To further understand the potential function of DEGs in GC in the high/low-risk groups according to the GC Prognostic Risk Scoring Model, we performed GSVA enrichment analyses of the KEGG and hallmark gene sets. According to the KEGG gene set, the low-risk group was significantly enriched in apoptosis (APOPTOSIS), cell cycle (CELL_CYCLE) and other signaling pathways (Fig. 6A); according to the hallmark gene set, the low-risk group was significantly enriched in P53 (P53_PATHWAY) and PI3K-AKT-MTOR (PI3K_AKT_MTOR_SIGNALING) (Fig. 6B). Subsequently, we utilized the available somatic mutation data to assess the mutation profiles of high- and low-risk GC patients. Missense_Mutation was the most frequently occurring mutation type. The mutation rate of ARID1A was greater than 10% in both the high- and low-risk groups, and in the low-risk group, the mutation rate of ARID1A was greater than that in the high-risk group (Fig. 6C). Subsequently, we performed a drug sensitivity analysis showing a total of 147 drugs with statistically significant differences in drug sensitivity between the high- and low-risk groups (P < 0.05). The box-and-line plot demonstrated the three most significant drugs with significantly greater IC₅₀ in the high-risk group than in the low-risk group, suggesting that these drugs may be sensitive drugs for the treatment of GC patients in the high-risk group.

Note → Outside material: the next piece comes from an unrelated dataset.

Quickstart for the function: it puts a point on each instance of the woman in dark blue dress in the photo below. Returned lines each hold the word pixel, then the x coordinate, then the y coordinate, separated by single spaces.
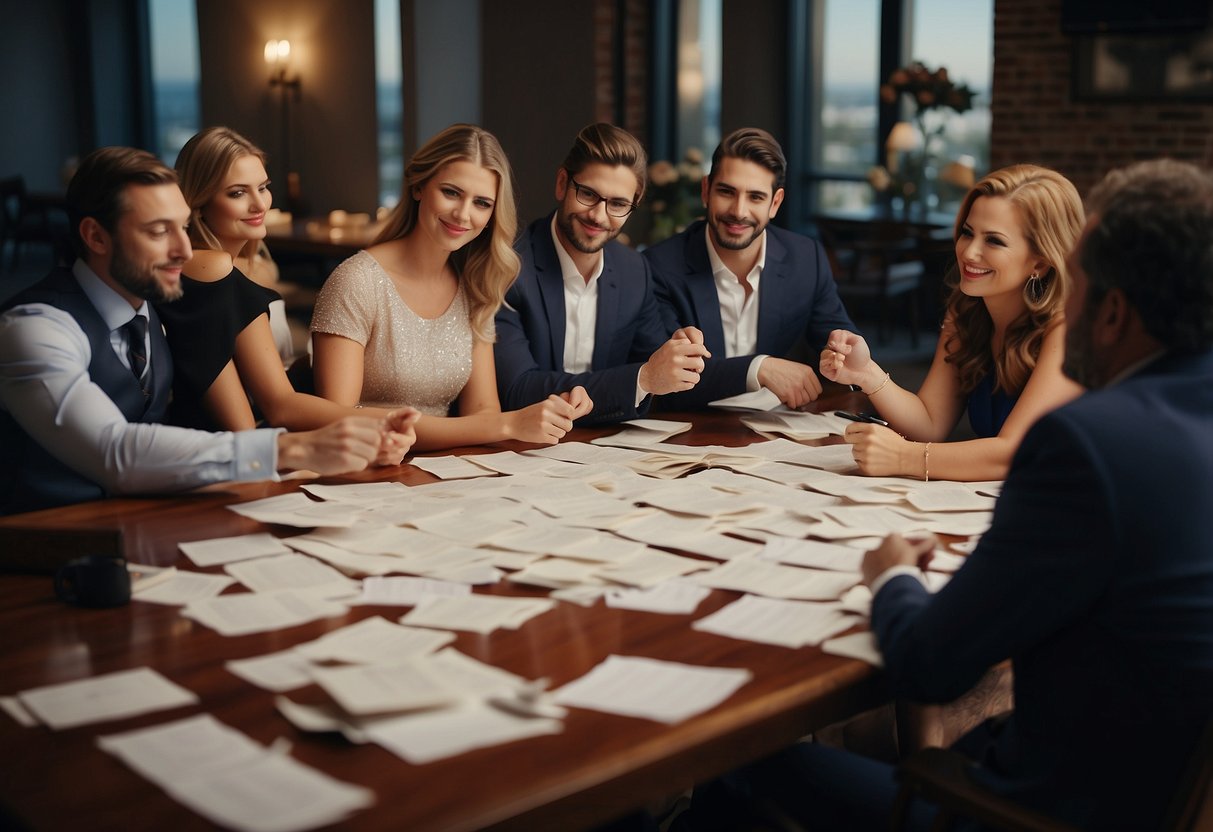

04. Tumor immune cell infiltration analysis, immunogenetic analysis and immunotherapy response prediction

We analyzed immune cell infiltration in GC via the ImmuCellAI database, and Spearman correlation analysis revealed that the risk score was negatively correlated with the degrees of infiltration of multiple cell types, including CD8⁺ T cells and exhausted cells (P < 0.05), and positively correlated with the degrees of infiltration of monocytes, DCs, and NKT cells, among others (P > 0.05) (Fig. 7A). Subsequently, we used Wilcoxon rank sum test analysis to show that the gene expression levels of CD276, HHLA2 and other genes were significantly elevated in the high-risk group according to the prognostic risk scoring model (P < 0.001, Fig. 7B). Finally, we used the Wilcoxon rank sum test to analyze the associations between the high- and low-risk groups according to the prognostic risk score and response to immunotherapy, and the MSI Expr Sig value was greater in the low-risk group according to the prognostic risk score (Fig. 7C).Figure 7 Correlation analysis of prognostic risk scores with immunization A: Correlation analysis of prognostic risk scores with immune cell infiltration. b: Immune infiltrating cell abundance based on box line plot between high and low risk groups. c: Difference in immunotherapy between high and low risk groups.

T2DM has become a global health problem(Ahmad et al., 2022). Several recent studies have suggested that there may be a potential relationship between T2DM and cancer incidence or mortality(Huo et al., 2023; Suh & Kim, 2019; Zhang et al., 2021). However, the relationship between T2DM and the development of GC is unclear, and the clinical features and pathophysiology of overlapping cases of GC with T2DM are unknown(Jenkins et al., 2024). In this study, we assessed the causal relationship between T2DM and GC risk by Mendelian randomization analysis. Our MR results suggest that genetic susceptibility to T2DM is associated with an increased risk of individuals developing GC. The T2DM-associated DEG risk score can classify GC patients into high- and low-risk categories for predicting their survival. The correlations between the T2DM-associated DEG risk score and the level of tumor-infiltrating immune cells, drug sensitivity analysis, and the prediction of immunotherapy response were further validated.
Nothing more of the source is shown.